Nem os mais próximos têm informações seguras, apenas
aspirações e/ou preocupações.
«Não tenho dúvidas de que o Luís já tem um Governo na
cabeça, mas não o partilha com ninguém», garantiu-nos um dirigente social
democrata, «ele ouve muitas pessoas e aconselha-se, mas é muito solitário no
momento da decisão e num tema como este, não me espanta que fique tudo fechado
a sete chaves até à hora do anúncio público», acrescenta.
Peças chave de um Governo de
combate
Com todas as dúvidas sobre nomes, há um cenário que é
consensual, depois de conhecidos os resultados no dia 10, ficou claro que a
composição do Governo teria de ser adaptada às novas circunstâncias políticas.
Uma opinião é consensual, este vai ter de ser um Governo
muito mais político do que técnico e as peças chave para que as coisas
possam correr bem serão o ministro(a) dos Assuntos Parlamentares, o líder
parlamentar do PSD e o ministro(a) da Presidência do Conselho de Ministros. Por
estas três figuras passará a gestão mais difícil: negociar permanentemente com
as diversas forças parlamentares medidas e orçamento.

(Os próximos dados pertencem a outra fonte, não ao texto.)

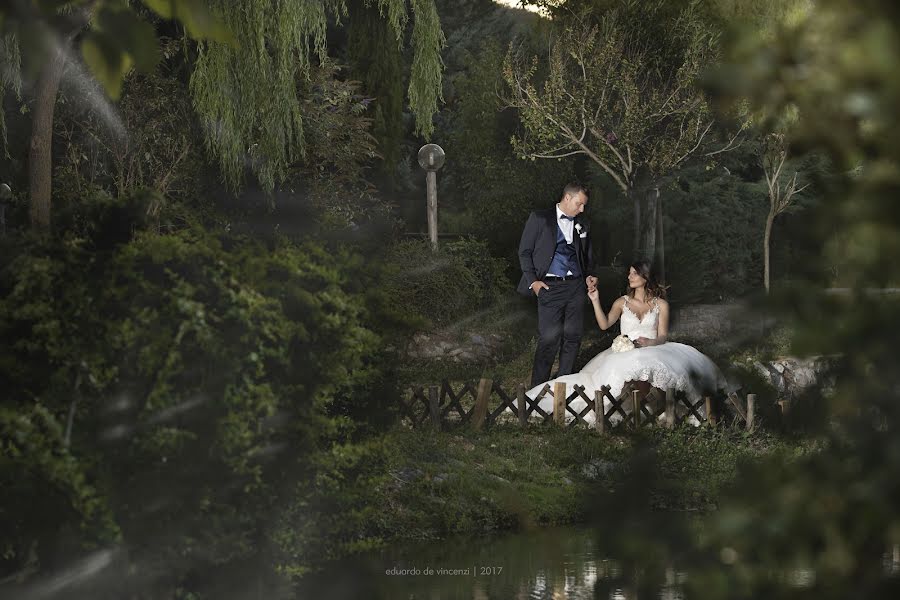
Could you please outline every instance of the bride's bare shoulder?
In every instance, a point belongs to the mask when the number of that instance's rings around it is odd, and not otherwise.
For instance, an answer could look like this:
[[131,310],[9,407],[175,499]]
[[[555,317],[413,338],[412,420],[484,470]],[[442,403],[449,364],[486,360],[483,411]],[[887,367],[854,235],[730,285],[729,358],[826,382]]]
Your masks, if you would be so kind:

Com a Iniciativa Liberal de fora, Montenegro quer que o seu
Governo tenha capacidade de negociação de banda larga, da esquerda à direita. O
Chega não vai ficar de fora, mas IL, PS e Livre também não. O Governo da AD
quer levar às várias mesas de negociação temas, que, pela sua própria natureza,
dificilmente possam ser rejeitados pelos diversos partidos.

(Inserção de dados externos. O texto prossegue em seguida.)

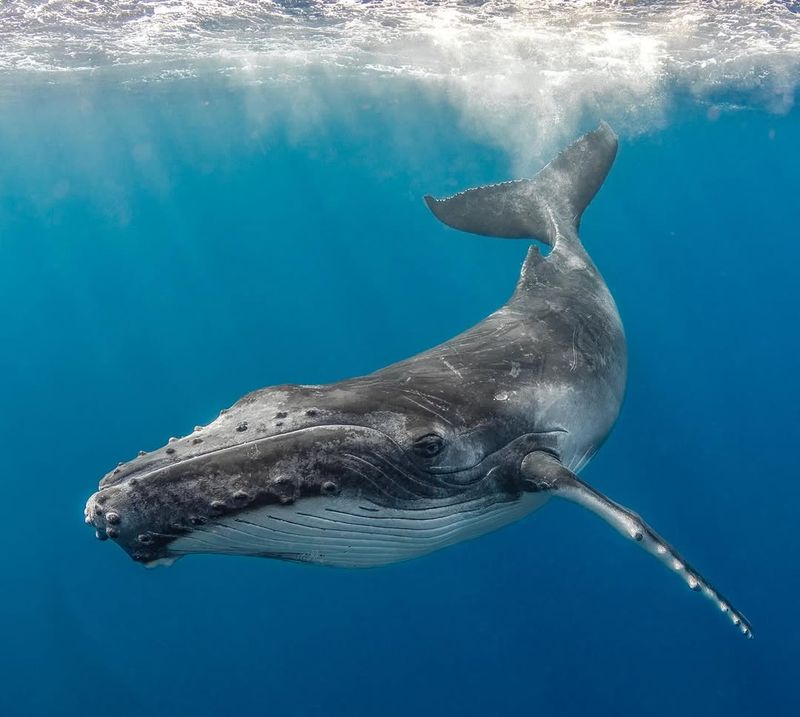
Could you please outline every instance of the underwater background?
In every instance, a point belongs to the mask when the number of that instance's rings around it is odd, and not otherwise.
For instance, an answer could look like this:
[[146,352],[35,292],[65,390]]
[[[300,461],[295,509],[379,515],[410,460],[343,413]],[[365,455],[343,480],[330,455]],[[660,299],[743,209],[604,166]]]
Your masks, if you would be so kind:
[[[0,6],[0,714],[796,715],[800,8]],[[581,234],[630,352],[585,478],[748,616],[581,509],[363,571],[83,524],[244,393],[378,369],[510,295],[526,242],[422,196],[620,134]]]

«Vai ser um Governo de pista preta, ou gelo fino», diz-nos
alguém muito próximo da liderança da AD, numa referência às pistas mais
perigosas do ski alpino.
«É um caminho difícil, mas não impossível, mas é preciso não
fazer nenhum erro».
De acordo com várias vozes ouvidas nos últimos dias pelo Nascer
do SOL, logo nos primeiros dias de governo há várias decisões que têm que
ser tomadas, como a eventual apresentação de um orçamento retificativo.

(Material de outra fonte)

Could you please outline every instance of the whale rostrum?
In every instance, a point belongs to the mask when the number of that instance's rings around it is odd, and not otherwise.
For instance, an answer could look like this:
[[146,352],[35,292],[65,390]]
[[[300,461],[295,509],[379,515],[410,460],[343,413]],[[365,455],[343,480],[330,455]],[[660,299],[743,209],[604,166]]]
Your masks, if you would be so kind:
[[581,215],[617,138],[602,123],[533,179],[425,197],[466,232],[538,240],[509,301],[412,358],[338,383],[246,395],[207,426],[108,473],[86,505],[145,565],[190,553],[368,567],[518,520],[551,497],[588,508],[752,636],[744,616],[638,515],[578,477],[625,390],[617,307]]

Se José Pedro Aguiar-Branco é dado como certo na
presidência da Assembleia da República, e nomes como o de Teresa Morais
terão de ficar para outros planos, Miguel Pinto Luz é apontado à
liderança da bancada caso não assuma uma pasta ministerial (como a das
Infraestruturas). Hugo Soares, Miguel Poiares Maduro, Gonçalo
Matias, Leitão Amaro, Marques Guedes, Nuno Melo, Margarida
Balseiro Lopes, Ana Paula Martins, Pedro Reis ou Miranda
Sarmento são outros ministeriáveis. Já Paulo Rangel é aventado como
provável comissário europeu, se não for para as Necessidades.